Professor Bertsekas was awarded the INFORMS 1997 Prize for Research Excellence in the Interface Between Operations Research and Computer Science for his book "Neuro-Dynamic Programming", the 2001 ACC John R. Ragazzini Education Award, the 2009 INFORMS Expository Writing Award, the 2014 ACC Richard E. Bellman Control Heritage Award for "contributions to the foundations of deterministic and stochastic optimization-based methods in systems and control," the 2014 Khachiyan Prize for Life-Time Accomplishments in Optimization, the SIAM/MOS 2015 George B. Dantzig Prize, and the 2022 IEEE Control Systems Award. Together with his coauthor John Tsitsiklis, he was awarded the 2018 INFORMS John von Neumann Theory Prize, for the contributions of the research monographs "Parallel and Distributed Computation" and "Neuro-Dynamic Programming". In 2001, he was elected to the United States National Academy of Engineering for "pioneering contributions to fundamental research, practice and education of optimization/control theory ..."

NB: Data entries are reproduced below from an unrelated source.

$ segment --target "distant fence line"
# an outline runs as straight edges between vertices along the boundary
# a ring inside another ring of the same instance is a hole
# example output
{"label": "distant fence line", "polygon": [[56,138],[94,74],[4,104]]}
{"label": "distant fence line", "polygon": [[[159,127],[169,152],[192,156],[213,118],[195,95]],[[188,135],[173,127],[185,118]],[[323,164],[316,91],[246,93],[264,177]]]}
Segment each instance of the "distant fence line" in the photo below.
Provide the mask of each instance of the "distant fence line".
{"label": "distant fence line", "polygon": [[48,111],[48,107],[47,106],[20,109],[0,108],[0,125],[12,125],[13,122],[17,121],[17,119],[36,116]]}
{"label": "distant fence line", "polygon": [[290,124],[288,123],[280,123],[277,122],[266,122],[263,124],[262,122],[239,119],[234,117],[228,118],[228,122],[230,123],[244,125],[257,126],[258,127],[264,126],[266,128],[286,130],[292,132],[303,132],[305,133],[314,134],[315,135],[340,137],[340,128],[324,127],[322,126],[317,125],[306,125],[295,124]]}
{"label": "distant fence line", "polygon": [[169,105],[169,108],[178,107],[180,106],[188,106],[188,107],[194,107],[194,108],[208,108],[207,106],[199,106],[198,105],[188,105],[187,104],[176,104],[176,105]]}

Dr. Bertsekas' recent books are "Introduction to Probability: 2nd Edition" (2008), "Convex Optimization Theory" (2009), "Dynamic Programming and Optimal Control," Vol. I, (2017), and Vol. II: (2012), "Convex Optimization Algorithms" (2015), "Nonlinear Programming" (2016), "Reinforcement Learning and Optimal Control" (2019), "Rollout, Policy Iteration, Distributed Reinforcement Learning" (2020), "Abstract Dynamic Programming" (2022, 3rd edition), "Lessons from AlphaZero for Optimal, Model Predictive, and Adaptive Control" (2022), and "A Course in Reinforcement Learning" (2023), all published by Athena Scientific.